Noemi e la sua bimba sgomberate per far posto ad una famiglia rom. Casapound: “Ecco il vero razzismo” (Video)


Di Ilaria Paoletti – Roma, 8 apr – Non accennano a fermarsi le proteste dei residenti di Casal Bruciato quartiere della periferia est della capitale. La miccia nella polveriera di una parte di Roma ormai da anni abbandonata dalle amministrazioni è stata la decisione di assegnare una casa popolare a una famiglia di rom quando era già stata occupata da una giovane italiana, Noemi, insieme alla sua bambina di pochi mesi.

Il compagno di Noemi: “Io sono Simone di Casal Bruciato e non me ne vado”

Le voci dei residenti sono chiare e vanno tutte nella stessa direzione: “Non siamo razzisti, ma gli zingari non li vogliamo”. Unanime l’appoggio a Noemi e alla sua giovane famiglia. Simone, il padre della bambina, dichiara così al Primato Nazionale: “Un rappresentante delle forze dell’ordine ci ha minacciati. Ci ha detto che se non avessimo sgomberato immediatamente casa, avrebbero tolto la bambina a Noemi“. E aggiunge: “Vorrei averlo qui davanti, adesso, Simone di Torre Maura. Per carità, a 15 anni ha avuto coraggio, ma sbaglia. Io sono Simone di Casal Bruciato, ho ventotto anni, e da qui non me ne vado per lasciare casa ad una famiglia di rom“.

Noemi: “Mi hanno minacciata. Rimango ad oltranza”

Noemi, seduta davanti alla porta di una casa di cui non ha le chiavi, dichiara, confermando le parole del suo compagno: “Mi hanno spaventata, per questo sono uscita dalla casa.

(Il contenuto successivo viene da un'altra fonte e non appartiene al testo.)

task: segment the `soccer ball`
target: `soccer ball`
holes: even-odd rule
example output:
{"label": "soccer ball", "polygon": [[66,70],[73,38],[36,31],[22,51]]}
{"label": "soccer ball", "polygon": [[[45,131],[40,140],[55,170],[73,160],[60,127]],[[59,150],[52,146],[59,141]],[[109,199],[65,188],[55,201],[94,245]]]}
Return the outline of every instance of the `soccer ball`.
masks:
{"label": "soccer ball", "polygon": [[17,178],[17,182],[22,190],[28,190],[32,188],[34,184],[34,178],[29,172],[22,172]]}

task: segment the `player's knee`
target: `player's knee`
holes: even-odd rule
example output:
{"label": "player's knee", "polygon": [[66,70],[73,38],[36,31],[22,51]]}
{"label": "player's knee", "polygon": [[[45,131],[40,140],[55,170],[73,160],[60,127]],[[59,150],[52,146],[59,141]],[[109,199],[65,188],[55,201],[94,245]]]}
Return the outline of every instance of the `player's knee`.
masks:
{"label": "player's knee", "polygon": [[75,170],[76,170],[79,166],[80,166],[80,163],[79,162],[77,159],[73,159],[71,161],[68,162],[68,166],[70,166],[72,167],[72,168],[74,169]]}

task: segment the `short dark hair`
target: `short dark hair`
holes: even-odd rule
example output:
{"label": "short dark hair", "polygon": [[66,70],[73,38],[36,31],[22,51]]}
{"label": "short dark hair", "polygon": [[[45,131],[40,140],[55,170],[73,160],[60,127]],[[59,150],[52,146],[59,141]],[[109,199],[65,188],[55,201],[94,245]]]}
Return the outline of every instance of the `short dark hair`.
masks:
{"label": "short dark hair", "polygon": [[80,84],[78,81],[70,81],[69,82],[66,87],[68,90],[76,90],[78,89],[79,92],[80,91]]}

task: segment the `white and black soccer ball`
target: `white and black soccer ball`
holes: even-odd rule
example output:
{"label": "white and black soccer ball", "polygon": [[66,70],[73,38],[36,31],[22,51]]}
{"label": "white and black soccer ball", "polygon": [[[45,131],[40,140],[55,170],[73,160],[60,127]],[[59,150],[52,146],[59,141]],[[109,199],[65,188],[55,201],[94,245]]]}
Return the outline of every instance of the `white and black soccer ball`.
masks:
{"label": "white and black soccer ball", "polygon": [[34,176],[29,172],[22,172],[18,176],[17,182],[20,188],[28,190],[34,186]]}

Ma ho intenzione di tornare dentro. Rimango qui ad oltranza fino a che non rientrerò. Tutti noi abbiamo dei diritti, abbiamo diritto ad una casa in cui far crescere i propri figli. C’è gente che vive dentro le macchine e questo non è giusto“.

CasaPound insieme ai cittadini

Fuori dal civico di via Cipriano Facchinetti n. 90, i residenti di Casal Bruciato protestano, fanno sentire le proprie voci, con dignità: siedono composti e ribadiscono la propria posizione, la propria vicinanza a Noemi e alla sua famiglia. In strada, camionette della Polizia, giornalisti. In soccorso della cittadinanza gli esponenti di CasaPound Davide Di Stefano e Mauro Antonini, rispettivamente responsabile romano e per il Lazio delle Tartarughe frecciate che hanno fatto della lotta per la casa e del sostegno ai residenti di Roma il loro primo obiettivo, come è già avvenuto a Torre Maura.  “A poche centinaia di metri da qui, dove vogliono assegnare una casa ai rom, c’è un campo nomadi abusivo” ricorda Antonino. “Andassero prima a controllare là, invece di togliere le case agli italiani”. “Questo è il vero razzismo” dichiara Di Stefano “ma i romani non sono più disposti a subire. E noi siamo con loro“.